Location: Wynyard Quarter, Auckland, Aotearoa New Zealand
Project type: Community-led urban food-growing space
Delivery/lead organisations: Volunteer community group (with support from local organisations)
Date/period: 2010s – present
Scale: Site
Primary system or theme: Community stewardship, urban food production

Context

Why this site matters
Daldy Street Community Garden is located within Auckland’s inner-city waterfront precinct, where apartment living limits access to private gardens.

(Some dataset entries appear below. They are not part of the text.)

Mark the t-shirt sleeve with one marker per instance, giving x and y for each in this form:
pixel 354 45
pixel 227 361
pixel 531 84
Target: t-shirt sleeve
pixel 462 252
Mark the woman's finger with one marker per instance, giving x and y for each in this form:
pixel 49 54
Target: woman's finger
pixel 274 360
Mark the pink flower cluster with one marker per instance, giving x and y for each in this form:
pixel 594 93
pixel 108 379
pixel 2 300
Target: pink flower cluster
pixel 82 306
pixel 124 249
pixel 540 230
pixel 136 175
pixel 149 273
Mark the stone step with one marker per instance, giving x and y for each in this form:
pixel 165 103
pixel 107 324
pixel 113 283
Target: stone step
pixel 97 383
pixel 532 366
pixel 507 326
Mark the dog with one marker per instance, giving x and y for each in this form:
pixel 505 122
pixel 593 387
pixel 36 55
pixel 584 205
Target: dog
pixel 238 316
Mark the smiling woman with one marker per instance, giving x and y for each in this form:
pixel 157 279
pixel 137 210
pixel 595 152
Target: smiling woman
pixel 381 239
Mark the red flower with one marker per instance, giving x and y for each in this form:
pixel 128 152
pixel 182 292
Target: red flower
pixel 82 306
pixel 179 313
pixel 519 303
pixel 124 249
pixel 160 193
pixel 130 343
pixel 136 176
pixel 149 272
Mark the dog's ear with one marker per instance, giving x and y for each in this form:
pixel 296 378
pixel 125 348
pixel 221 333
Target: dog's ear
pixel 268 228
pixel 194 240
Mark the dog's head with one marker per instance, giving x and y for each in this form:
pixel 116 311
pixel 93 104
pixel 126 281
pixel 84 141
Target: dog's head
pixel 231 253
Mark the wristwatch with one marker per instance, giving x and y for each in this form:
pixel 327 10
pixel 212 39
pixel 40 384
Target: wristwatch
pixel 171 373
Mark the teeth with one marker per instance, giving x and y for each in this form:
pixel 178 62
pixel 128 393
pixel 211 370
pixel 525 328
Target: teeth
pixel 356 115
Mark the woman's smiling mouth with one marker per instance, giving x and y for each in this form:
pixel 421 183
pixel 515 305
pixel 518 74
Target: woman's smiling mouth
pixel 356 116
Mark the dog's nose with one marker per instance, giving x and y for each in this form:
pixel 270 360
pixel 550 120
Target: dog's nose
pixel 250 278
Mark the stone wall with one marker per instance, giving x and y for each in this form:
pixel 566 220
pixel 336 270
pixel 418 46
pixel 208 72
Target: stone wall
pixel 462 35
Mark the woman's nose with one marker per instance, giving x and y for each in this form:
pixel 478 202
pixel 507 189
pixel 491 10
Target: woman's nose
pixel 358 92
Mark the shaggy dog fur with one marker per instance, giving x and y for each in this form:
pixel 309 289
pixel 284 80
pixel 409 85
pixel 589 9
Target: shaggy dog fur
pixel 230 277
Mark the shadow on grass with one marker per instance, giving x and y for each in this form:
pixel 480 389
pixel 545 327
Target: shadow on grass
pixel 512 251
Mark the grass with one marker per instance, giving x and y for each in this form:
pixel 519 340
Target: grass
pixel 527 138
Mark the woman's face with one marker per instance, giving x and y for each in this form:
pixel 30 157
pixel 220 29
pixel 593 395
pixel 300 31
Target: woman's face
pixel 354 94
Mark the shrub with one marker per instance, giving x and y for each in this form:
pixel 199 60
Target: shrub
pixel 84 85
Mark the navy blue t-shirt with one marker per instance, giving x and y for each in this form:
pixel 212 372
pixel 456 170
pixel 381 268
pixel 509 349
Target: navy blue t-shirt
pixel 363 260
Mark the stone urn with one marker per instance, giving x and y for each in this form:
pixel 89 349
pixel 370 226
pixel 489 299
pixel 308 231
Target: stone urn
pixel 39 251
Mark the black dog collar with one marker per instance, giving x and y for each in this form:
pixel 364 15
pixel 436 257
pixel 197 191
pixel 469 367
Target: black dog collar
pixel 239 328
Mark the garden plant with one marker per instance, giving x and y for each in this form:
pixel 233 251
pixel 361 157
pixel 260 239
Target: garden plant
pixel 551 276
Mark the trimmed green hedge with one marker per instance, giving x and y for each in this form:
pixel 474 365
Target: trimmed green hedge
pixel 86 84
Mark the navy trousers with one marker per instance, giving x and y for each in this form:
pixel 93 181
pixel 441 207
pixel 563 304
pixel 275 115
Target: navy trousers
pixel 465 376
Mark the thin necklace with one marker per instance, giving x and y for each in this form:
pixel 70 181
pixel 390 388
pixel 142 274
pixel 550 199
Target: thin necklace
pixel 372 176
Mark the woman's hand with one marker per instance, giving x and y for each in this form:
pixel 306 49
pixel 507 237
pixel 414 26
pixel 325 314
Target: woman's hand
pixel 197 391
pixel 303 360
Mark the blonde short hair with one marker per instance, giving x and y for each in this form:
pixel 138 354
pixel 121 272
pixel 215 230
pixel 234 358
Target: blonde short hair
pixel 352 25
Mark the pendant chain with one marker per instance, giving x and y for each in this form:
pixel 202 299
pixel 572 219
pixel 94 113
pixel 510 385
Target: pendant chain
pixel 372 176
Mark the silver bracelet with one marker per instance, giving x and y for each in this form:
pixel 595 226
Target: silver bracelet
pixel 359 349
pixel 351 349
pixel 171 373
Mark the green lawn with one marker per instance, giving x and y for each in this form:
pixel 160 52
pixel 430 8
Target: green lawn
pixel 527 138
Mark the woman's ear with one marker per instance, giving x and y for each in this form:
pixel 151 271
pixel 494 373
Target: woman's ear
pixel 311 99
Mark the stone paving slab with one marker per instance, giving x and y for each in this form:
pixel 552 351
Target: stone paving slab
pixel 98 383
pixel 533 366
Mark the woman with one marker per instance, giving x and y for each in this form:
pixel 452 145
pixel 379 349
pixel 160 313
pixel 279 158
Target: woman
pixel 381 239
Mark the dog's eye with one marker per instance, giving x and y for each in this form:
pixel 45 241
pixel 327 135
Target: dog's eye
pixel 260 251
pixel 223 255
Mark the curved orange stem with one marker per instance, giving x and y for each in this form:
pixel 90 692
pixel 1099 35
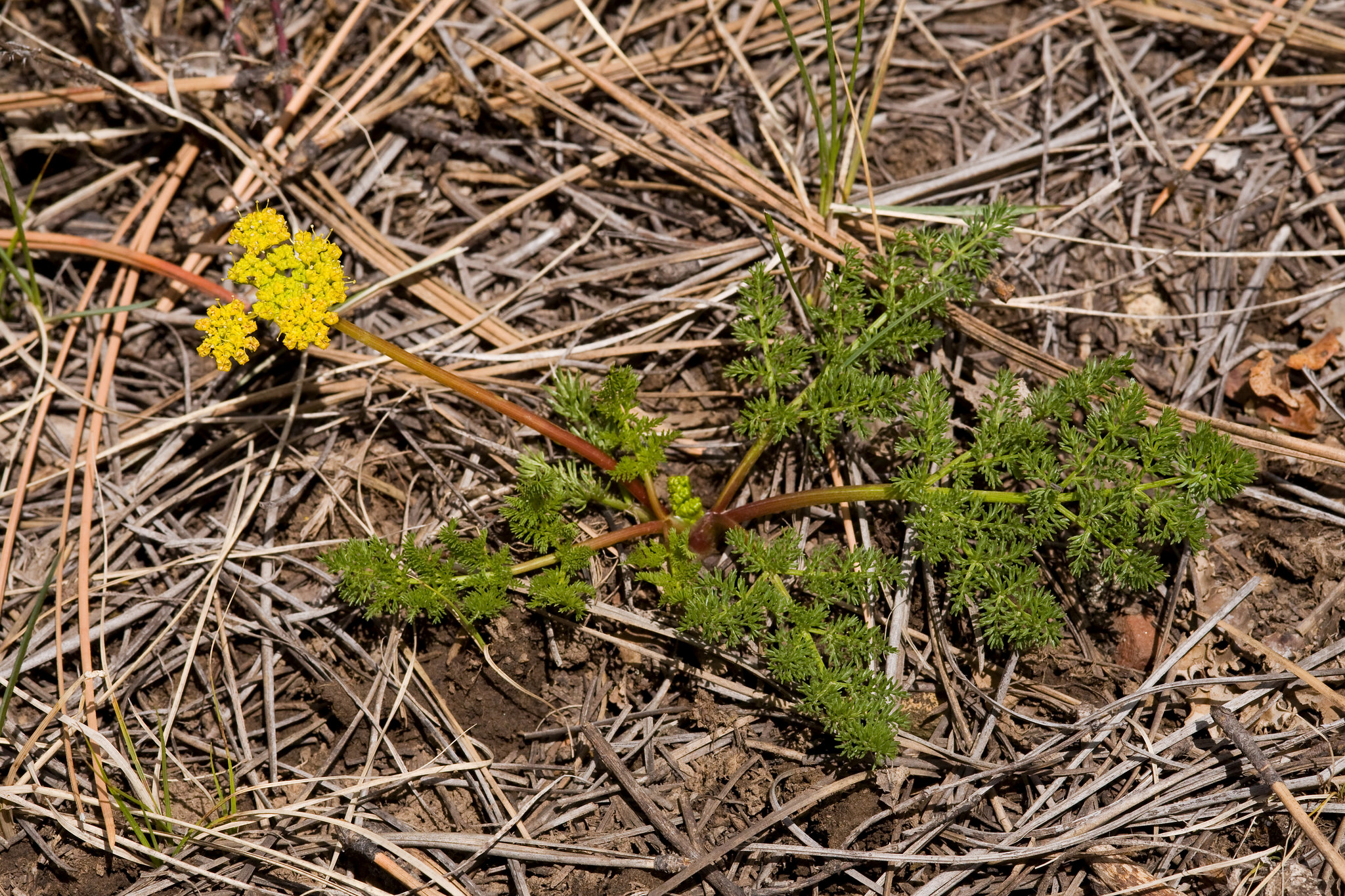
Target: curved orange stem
pixel 144 261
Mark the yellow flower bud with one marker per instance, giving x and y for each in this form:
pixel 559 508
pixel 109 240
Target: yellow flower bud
pixel 259 232
pixel 227 328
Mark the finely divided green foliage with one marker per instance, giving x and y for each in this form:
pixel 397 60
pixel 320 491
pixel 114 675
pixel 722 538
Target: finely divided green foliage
pixel 1070 459
pixel 456 575
pixel 608 419
pixel 837 378
pixel 803 613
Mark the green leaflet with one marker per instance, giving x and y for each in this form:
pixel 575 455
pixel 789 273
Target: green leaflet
pixel 1070 463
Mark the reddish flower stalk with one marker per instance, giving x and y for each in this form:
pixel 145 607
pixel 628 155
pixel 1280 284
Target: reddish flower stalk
pixel 144 261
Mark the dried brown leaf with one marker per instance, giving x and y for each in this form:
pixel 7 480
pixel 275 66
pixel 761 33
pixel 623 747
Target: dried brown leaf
pixel 1314 356
pixel 1302 419
pixel 1266 381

The garden provides a shared food-growing space embedded in a high-profile public realm.1

Challenge or constraint

What wasn’t working/what needed to change
Residents and workers in the Wynyard Quarter had limited opportunities for local food growing or hands-on participation in green space management within a dense, predominantly hardscaped urban environment.1

Intervention

What was done
A volunteer-run community garden was established using raised beds and planters within the public realm to enable shared food growing and collective stewardship.

Key components

  • Raised and containerised planting beds
  • Shared access to food-growing plots
  • Ongoing volunteer maintenance and governance

Implementation notes

Design and delivery considerations

  • Container-based systems avoid reliance on in-situ soils in reclaimed or heavily modified urban land
  • Public-realm location requires coordination with precinct management and event use
  • Long-term viability depends on sustained volunteer participation rather than formal maintenance contracts

Outcomes

Observed or reported outcomes

  • Ongoing community participation in planting and maintenance activities, documented through local media and public listings.1,2
  • Continued operation and visibility of the garden as a recognised community facility within Wynyard Quarter.2

What is plausible but unmeasured

  • Informal learning about food growing and composting
  • Contribution to local place identity and social cohesion
  • Provision of minor habitat resources for urban invertebrates

Evidence and limits

What the evidence supports
Available sources support the role of the garden as a functioning, volunteer-led community food-growing space within an inner-city context.1,2

Key limitations or uncertainties

  • No site-specific ecological monitoring (e.g. biodiversity, soil health) has been published
  • Social and wellbeing outcomes are not formally measured at this site
  • Findings cannot be generalised beyond similar, well-supported community garden contexts

Relevance to design practice

  • Container-based community gardens can enable food growing where ground conditions or land tenure constrain in-ground planting
  • Most transferable where there is an existing or supported community group willing to manage the space over time

References

  1. RNZ. (2022). Community gardening in Auckland’s Wynyard Quarter. Afternoons (audio).
  2. Compost Collective. (n.d.). Daldy St Community Garden.